September 10th, 2008 at 4:58 am
No, what they did to Terry Schiavo, keeping her heart pumping long after she was dead, was obscene and grotesque.
Jews decried the sin of Onan, who spilled his sperm on the ground rather than impregnate his brother’s widow. A man produces something like a hundred million sperm daily.
The Roman Catholic church believes that using birth control - even barrier methods such as using a condom or a diaphragm - is sinful because it results in the death of eggs that would otherwise be fertilized. It’s killing babies.
The mainline protestant churches generally believe that a fetus turns into a baby when it becomes capable of independent life - that is, when it crosses the threshold from previable to viable life.
Of the 50 states, exactly NONE of them requires issuance of a birth certificate when a previable fetus is expelled from the body, regardless of why the body expelled it. In Indiana, if it’s less than two pounds, it may be disposed of as medical waste, even though hospitals started saving some premature babies under two pounds in the 1980s.
The American Indian faiths, as a rule, decided that until a baby opened its eyes, it wasn’t a human life. If there were obvious defects, no nourishment was provided.
Yes, there is a difference between non-viable human tissue and a distinct human life. The difference is viability.

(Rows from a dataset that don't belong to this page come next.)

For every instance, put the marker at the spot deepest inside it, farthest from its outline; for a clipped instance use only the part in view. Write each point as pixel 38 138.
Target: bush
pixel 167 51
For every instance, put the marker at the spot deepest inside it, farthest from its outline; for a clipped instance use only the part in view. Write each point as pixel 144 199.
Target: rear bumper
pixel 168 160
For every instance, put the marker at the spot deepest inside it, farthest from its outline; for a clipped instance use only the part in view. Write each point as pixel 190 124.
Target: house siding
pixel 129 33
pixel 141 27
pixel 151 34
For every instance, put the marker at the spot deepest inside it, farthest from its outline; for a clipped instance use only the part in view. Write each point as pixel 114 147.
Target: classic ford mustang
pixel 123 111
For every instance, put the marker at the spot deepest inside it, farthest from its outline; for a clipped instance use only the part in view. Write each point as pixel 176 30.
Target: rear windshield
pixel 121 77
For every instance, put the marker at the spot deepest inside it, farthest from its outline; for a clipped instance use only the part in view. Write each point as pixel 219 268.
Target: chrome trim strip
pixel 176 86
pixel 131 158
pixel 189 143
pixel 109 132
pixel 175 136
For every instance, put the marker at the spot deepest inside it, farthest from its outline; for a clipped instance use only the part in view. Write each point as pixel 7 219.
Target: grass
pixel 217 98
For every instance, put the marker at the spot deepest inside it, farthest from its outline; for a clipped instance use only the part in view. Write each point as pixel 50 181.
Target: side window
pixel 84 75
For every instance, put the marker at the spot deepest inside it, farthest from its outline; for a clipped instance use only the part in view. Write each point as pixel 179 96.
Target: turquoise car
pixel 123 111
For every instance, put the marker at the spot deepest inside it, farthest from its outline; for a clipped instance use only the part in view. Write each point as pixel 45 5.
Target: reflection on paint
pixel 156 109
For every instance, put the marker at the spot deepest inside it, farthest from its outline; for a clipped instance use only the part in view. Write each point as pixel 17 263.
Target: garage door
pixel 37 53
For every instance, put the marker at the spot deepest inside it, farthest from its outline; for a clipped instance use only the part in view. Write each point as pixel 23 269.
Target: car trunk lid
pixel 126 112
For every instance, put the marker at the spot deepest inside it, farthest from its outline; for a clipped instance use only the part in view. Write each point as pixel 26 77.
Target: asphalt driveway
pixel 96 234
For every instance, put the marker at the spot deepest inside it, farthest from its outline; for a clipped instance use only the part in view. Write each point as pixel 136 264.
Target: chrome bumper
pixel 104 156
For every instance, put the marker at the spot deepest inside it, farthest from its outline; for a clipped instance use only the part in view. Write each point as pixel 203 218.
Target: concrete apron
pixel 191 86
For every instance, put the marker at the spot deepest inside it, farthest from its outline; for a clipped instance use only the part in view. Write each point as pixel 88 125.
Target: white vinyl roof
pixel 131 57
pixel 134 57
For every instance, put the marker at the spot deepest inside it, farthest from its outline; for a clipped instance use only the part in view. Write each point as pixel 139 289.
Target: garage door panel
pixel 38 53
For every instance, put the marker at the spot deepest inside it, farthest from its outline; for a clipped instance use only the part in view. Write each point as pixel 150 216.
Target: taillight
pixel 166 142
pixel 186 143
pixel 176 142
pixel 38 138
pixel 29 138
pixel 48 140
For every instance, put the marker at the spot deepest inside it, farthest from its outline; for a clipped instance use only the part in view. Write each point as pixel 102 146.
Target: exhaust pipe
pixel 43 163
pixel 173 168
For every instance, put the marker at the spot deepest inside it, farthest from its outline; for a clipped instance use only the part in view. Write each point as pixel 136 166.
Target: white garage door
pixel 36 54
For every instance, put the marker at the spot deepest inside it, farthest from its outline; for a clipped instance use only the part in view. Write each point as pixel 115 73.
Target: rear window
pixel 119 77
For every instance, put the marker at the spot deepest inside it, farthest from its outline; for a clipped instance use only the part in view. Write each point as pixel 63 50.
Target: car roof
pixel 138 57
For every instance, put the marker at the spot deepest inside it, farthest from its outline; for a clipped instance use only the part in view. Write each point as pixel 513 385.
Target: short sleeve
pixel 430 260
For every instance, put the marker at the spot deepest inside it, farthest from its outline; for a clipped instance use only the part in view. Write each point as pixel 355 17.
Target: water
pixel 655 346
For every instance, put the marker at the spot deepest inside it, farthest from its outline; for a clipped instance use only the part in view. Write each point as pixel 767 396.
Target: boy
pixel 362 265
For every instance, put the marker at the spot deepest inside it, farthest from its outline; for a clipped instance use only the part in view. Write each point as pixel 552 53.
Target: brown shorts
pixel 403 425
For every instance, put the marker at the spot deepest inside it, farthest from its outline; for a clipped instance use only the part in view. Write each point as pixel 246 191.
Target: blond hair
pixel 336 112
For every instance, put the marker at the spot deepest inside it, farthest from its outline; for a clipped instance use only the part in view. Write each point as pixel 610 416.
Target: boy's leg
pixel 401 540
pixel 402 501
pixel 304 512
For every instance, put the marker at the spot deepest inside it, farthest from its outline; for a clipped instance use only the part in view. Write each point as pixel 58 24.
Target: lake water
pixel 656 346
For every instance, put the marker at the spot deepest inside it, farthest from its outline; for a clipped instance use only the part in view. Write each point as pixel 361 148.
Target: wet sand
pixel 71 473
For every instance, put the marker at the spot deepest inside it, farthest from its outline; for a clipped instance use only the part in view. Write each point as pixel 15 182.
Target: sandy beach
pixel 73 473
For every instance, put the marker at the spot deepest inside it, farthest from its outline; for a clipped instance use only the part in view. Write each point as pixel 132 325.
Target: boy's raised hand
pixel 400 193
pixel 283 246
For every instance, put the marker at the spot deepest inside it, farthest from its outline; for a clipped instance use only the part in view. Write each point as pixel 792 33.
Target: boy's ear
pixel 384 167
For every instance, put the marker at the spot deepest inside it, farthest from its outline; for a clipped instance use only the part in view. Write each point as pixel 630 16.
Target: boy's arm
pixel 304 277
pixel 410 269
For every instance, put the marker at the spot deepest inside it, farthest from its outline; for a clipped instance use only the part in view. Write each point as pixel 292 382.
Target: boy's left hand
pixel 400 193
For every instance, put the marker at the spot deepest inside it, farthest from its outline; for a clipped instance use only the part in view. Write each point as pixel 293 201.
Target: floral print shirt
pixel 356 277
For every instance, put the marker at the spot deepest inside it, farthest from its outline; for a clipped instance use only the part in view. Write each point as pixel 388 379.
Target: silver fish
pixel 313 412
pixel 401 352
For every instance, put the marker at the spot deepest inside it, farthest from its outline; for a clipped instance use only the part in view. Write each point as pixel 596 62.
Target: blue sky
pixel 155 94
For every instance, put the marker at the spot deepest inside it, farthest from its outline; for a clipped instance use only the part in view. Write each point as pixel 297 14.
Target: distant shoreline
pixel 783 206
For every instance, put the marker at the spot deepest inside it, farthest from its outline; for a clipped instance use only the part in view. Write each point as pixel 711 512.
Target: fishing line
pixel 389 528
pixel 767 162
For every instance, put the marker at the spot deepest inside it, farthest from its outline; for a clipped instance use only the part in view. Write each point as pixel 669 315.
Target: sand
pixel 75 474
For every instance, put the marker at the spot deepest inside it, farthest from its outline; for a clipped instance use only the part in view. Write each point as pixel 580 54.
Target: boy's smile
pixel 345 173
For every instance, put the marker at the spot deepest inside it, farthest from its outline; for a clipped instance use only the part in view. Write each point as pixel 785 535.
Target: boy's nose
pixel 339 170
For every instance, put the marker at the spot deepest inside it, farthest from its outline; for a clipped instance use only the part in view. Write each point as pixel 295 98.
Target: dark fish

Tissue that never was viable, and never will be viable, is not a distinct human life.
Which is why you don’t get a tax deduction for your foreskin, even if you manage to keep it alive.
September 10th, 2008 at 9:09 am
Most “mainline protestant churches” don’t have a position on when a “fetus turns into a baby”. That is generally irrelevant to the discussion. Most “mainline protestant churches” believe that a fetus is a live human being. From a biological standpoint this is a simple observation at about 22 days after fertilization–about the time that most women figure out that they are pregnant.
You are using “viability” as a definition of life. This is silly. If I put 500 pounds of weights around my ankles and have it pushed into the ocean, I am not viable (i.e. I am not in an environment that will support my life). A fetus’s required environment is not the air, but inside a human womb. I would say that a fetus is “viable” after it attaches to the womb.
And just a bit of theology for you: the problem that the Jews had with Onan was not about the sperm. It was about his not fulfilling his duties to his sister-in-law by providing for her.
September 10th, 2008 at 9:52 am
I am going to correct my comment above. From my perspective within a protestant church, I consider my branch to be “mainline”. This is not right. I am in the Evangelical wing of Protestantism. Harldelos may be correct regarding “mainline” Protestant churches, but not if “Evangelical” Protestant churches are being considered.
Ultimately, my positions and argument for life are informed far more by biology and American political science rather than by my religion.